Binnenkort wordt er bij u een voedingssonde geplaatst. Een voedingssonde is een dun buigzaam slangetje dat endoscopisch via de neus, keel en slokdarm in de maag of twaalfvingerige darm wordt ingebracht.
Hier vindt u belangrijke informatie over deze behandeling en hoe u zich kunt voorbereiden.
Belangrijk
- Vanaf 6 uur voor de behandeling moet u nuchter zijn (niet meer eten, drinken en roken/wel nog slokjes water).
- Als u bloedverdunners gebruikt, is het belangrijk dat u met uw behandelend arts overlegt of u deze mag doorgebruiken.
- Het is mogelijk om tijdens deze behandeling een zogeheten ‘roesje’ te krijgen. Uw arts bespreekt dit met u.
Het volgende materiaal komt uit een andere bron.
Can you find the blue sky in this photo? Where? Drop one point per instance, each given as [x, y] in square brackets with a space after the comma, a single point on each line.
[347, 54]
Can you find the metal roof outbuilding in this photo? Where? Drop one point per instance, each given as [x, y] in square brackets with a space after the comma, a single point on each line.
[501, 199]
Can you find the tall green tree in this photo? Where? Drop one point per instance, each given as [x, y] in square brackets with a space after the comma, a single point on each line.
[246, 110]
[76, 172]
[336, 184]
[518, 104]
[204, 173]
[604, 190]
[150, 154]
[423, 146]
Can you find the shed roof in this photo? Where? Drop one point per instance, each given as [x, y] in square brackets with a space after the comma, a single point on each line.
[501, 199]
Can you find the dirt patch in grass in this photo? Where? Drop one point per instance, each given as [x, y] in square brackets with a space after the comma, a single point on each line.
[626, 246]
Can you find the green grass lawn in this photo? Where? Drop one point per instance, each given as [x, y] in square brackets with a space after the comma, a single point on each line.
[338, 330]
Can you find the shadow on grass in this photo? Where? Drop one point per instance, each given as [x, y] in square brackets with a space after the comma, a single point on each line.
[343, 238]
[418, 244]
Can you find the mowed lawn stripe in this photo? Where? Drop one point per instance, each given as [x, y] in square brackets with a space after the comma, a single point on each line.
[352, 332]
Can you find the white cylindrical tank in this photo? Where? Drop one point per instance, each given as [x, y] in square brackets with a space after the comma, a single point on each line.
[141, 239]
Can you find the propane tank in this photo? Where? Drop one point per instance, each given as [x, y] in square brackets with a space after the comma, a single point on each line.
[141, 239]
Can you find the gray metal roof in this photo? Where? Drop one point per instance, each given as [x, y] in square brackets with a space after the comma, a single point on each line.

- Krijgt u een roesje? Dan mag u niet zonder begeleiding naar huis. U moet opgehaald worden bij de afdeling endoscopie. Ook als u met een taxi of met het openbaar vervoer naar huis gaat, is het nodig dat er een familielid of kennis bij u is.
- Uw begeleider kan in de wachtkamer plaatsnemen, maar kan niet mee de afdeling op of aanwezig zijn bij de behandeling.
- Hebt u een bril, een kunstgebit of een gehoorapparaat? Neem hiervoor dan uw eigen koker/bakje mee.
- Weet u uit eerdere ervaringen dat het plaatsen van een infuusnaaldje moeilijk is, geef dit dan tijdig aan ons door.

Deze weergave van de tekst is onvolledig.